Renaissance Traditionnelle : bientôt 45 ans de recherche maçonnologique...

Le n°175 de la revue Renaissance Traditionnelle sera bientôt disponible. Elle marque la 45ème année d’un travail de recherche qui a contribué à faire de la maçonnologie, en France, une discipline respectée et désormais indispensable à l’intelligence de la franc-maçonnerie.

Je ne viendrai pas ici sur la justification de la recherche en maçonnerie : je l’ai déjà évoquée ailleurs et j’y renvoie mes lecteurs. Je rappelle simplement que le mot « recherche » est trompeur : il ne s’agit pas ici d’une vision subtile – ou prétendue telle – de la franc-maçonnerie dont les « belles planches » seraient les ornements, mais d’un travail de type académique de restitution et d’étude des documents fondateurs et des textes majeurs de l’histoire maçonnique pour comprendre leur source, leur genèse et l’influence qu’ils ont exercée en trois siècle, sur la maçonnerie en général. Les articles postés sur ce blog veulent en être une illustration rapide.

Ce travail, inauguré à la fin des année 1880 par la loge de recherche Quatuor Coronati de Londres, repris en France, notamment sous l’égide de Jean Baylot, dans les années 1970 par la loge Willard de Honnecourt (puis Villard de Honnecourt) de la GLNF, du moins dans sa première formule, fut surtout mené sous l’impulsion de René Guilly, dit René Désaguliers (1921-1992) au sein de la Loge Nationale Française (LNF) et dans les loges d’études et de recherches que cette dernière a mises sur pied, d’abord à Paris, puis à La Rochelle et à Marseille notamment.

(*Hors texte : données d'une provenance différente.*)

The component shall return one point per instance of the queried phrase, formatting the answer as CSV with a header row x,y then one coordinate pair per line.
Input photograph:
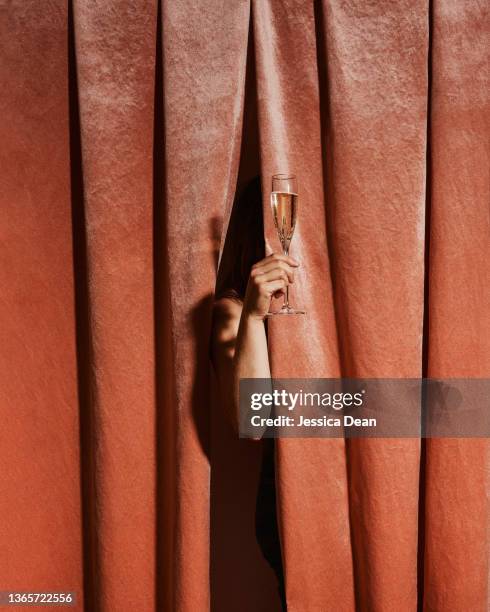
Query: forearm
x,y
251,358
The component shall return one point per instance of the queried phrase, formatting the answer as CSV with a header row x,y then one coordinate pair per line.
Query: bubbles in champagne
x,y
284,207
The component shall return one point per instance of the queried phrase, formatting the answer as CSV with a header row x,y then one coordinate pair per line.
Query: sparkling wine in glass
x,y
284,204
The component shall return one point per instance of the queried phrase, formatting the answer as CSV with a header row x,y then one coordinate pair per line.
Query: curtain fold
x,y
121,141
204,64
40,501
312,495
376,55
457,476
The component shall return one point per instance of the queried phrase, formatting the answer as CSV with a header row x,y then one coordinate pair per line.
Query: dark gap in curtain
x,y
82,326
248,168
165,427
425,323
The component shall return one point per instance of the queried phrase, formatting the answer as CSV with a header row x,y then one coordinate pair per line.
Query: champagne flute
x,y
284,204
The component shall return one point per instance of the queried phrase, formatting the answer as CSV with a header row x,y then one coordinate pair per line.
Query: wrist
x,y
253,318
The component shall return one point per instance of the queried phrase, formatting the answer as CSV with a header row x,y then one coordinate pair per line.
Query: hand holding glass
x,y
284,204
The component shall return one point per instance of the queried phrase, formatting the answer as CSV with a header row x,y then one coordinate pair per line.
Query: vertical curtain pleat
x,y
40,505
115,61
121,133
457,512
377,80
312,493
204,61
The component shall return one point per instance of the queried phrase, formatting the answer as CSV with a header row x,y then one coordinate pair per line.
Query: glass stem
x,y
285,306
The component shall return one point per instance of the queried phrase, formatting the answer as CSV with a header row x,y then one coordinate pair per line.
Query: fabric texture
x,y
123,125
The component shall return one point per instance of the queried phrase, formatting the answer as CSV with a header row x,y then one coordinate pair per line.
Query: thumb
x,y
268,248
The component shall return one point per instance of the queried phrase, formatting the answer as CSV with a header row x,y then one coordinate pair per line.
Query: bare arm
x,y
239,343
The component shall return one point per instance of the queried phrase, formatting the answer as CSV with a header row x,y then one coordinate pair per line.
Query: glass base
x,y
285,310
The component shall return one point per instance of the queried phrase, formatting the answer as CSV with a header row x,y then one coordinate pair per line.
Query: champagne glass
x,y
284,204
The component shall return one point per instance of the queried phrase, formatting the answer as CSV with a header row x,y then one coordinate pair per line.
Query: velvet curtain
x,y
122,144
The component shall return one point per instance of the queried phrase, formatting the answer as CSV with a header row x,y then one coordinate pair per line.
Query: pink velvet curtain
x,y
122,144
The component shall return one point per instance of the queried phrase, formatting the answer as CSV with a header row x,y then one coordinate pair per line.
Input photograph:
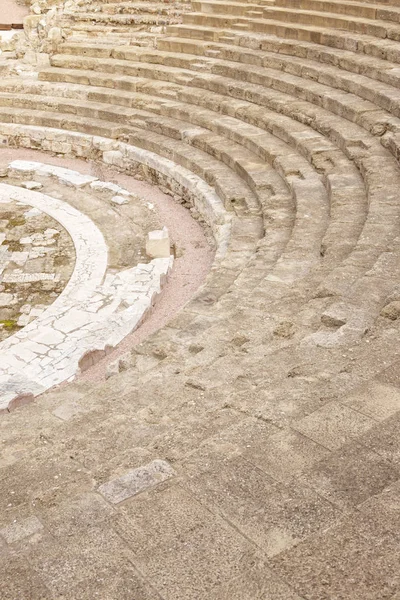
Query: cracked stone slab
x,y
136,481
95,311
67,176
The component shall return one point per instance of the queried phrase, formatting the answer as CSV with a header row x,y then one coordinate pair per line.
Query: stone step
x,y
272,48
355,9
273,18
354,93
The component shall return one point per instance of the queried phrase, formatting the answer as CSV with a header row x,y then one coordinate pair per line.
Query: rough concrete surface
x,y
243,443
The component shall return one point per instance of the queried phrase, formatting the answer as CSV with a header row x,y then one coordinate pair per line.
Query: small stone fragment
x,y
136,481
391,311
158,244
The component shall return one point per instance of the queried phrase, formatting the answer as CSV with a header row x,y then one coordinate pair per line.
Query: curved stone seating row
x,y
124,19
247,389
299,271
199,80
159,74
94,312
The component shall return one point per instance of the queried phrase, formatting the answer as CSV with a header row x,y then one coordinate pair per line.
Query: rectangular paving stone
x,y
333,425
20,582
258,583
376,401
284,454
384,439
136,481
182,548
350,475
21,529
356,559
274,516
94,554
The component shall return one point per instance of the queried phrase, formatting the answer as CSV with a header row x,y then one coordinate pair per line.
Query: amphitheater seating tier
x,y
271,399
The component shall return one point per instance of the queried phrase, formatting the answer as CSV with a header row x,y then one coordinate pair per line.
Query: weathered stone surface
x,y
136,481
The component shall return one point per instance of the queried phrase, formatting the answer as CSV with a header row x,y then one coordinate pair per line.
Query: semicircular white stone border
x,y
95,311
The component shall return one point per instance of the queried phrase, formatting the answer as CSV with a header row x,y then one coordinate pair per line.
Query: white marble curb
x,y
94,312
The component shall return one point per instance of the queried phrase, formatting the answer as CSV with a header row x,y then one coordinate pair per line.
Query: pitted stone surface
x,y
95,311
136,481
31,242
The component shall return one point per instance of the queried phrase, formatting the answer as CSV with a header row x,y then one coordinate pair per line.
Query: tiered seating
x,y
122,20
279,124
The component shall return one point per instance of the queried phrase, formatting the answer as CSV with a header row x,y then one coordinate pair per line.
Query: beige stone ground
x,y
251,448
12,11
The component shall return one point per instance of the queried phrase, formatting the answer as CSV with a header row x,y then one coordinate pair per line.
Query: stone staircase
x,y
272,398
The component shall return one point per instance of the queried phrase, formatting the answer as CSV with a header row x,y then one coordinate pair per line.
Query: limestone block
x,y
158,244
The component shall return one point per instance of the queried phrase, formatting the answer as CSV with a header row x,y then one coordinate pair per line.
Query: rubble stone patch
x,y
96,307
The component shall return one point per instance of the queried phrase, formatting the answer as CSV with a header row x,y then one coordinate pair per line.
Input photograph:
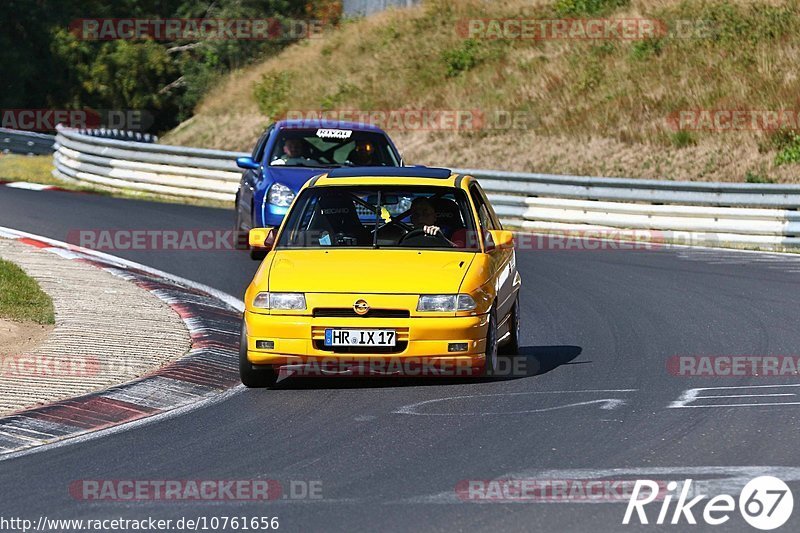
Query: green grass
x,y
619,94
21,298
38,169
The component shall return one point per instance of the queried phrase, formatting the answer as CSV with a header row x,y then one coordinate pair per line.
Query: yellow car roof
x,y
439,177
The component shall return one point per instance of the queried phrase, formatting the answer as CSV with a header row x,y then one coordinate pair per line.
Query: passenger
x,y
293,154
423,216
362,155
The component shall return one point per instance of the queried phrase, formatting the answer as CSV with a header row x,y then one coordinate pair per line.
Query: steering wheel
x,y
418,237
402,225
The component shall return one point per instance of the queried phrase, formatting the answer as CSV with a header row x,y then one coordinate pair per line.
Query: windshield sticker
x,y
334,134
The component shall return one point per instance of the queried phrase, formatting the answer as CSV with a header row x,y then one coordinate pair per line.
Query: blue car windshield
x,y
332,147
381,217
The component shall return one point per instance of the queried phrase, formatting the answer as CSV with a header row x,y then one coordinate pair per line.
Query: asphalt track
x,y
598,329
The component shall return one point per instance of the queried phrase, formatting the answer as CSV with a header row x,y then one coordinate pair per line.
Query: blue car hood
x,y
293,177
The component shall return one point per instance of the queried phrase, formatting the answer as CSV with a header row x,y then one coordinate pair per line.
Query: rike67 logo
x,y
765,503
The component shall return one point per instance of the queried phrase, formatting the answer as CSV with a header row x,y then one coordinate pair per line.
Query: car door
x,y
502,260
249,183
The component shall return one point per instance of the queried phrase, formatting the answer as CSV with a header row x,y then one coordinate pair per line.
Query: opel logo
x,y
361,307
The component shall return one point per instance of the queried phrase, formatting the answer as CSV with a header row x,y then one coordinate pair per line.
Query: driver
x,y
293,154
423,216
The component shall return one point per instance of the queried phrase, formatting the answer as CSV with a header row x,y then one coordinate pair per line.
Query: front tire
x,y
254,378
490,366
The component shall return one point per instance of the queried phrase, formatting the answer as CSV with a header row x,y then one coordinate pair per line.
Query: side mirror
x,y
499,239
262,238
247,163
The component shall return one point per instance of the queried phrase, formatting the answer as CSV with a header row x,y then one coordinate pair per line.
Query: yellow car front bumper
x,y
300,339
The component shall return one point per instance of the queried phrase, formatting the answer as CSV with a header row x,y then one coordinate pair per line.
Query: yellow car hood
x,y
369,271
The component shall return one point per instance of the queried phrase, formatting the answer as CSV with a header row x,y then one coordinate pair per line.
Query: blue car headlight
x,y
280,195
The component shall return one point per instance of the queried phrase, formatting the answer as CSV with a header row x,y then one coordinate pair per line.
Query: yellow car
x,y
390,271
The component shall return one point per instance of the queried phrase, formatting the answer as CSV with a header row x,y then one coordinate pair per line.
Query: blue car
x,y
290,153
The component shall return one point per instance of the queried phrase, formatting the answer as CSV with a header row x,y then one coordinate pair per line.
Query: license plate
x,y
360,337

Une revue, fondée en 1912 par Oswald Wirth (1860-1943) puis dirigée par son « fils spirituel », Marius Lepage (1902-1972), Le Symbolisme, avait contribué à la redécouverte des sources traditionnelles de la franc-maçonnerie française, en un temps où, dans notre pays du moins, elle s’était enlisée jusqu’à s’y perdre parfois, dans l’action politique et les questions « sociétales ». A la fin des années 1960, et surtout après la disparition de Marius Lepage, la formule en paraissait dépassée, à bout de souffle. Marius Lepage qui, le premier, avait procuré à René Guilly les Early Masonic Catechisms, un recueil anglais, assez confidentiellement publié à Manchester en 1943, des textes fondateurs de la franc-maçonnerie en Grande-Bretagne (1696-1730), avait souhaité que son cadet reprît la revue. Mais René Guilly pensait que, tout en s’appuyant sur le travail accompli en plus de 50 ans, il convenait de lui donner une nouvelle ampleur. Pour y parvenir, après avoir fondé la LNF en 1968, il décida de créer, en 1970, la revue Renaissance Traditionnelle.

Quarante ans plus tard, R.T. était désignée par les érudits maçonniques britanniques comme la première revue d’études maçonnologiques en langue française, susceptible d’être élogieusement comparée aux Ars Quatuor Coronatorum, ce véritable thesaurus de l’érudition maçonnique internationale dont le volume annuel est toujours attendu avec impatience  par tous les chercheurs !

Les AQC ne sont bien sûr que l’émanation des travaux de la loge Quatuor Coronati 2076 dont René Guilly, si le monde maçonnique avait été structuré autrement qu’il ne l’est, aurait pu et dû être membre et aussi le premier Vénérable français : lui, au moins, n'aurait pas menti…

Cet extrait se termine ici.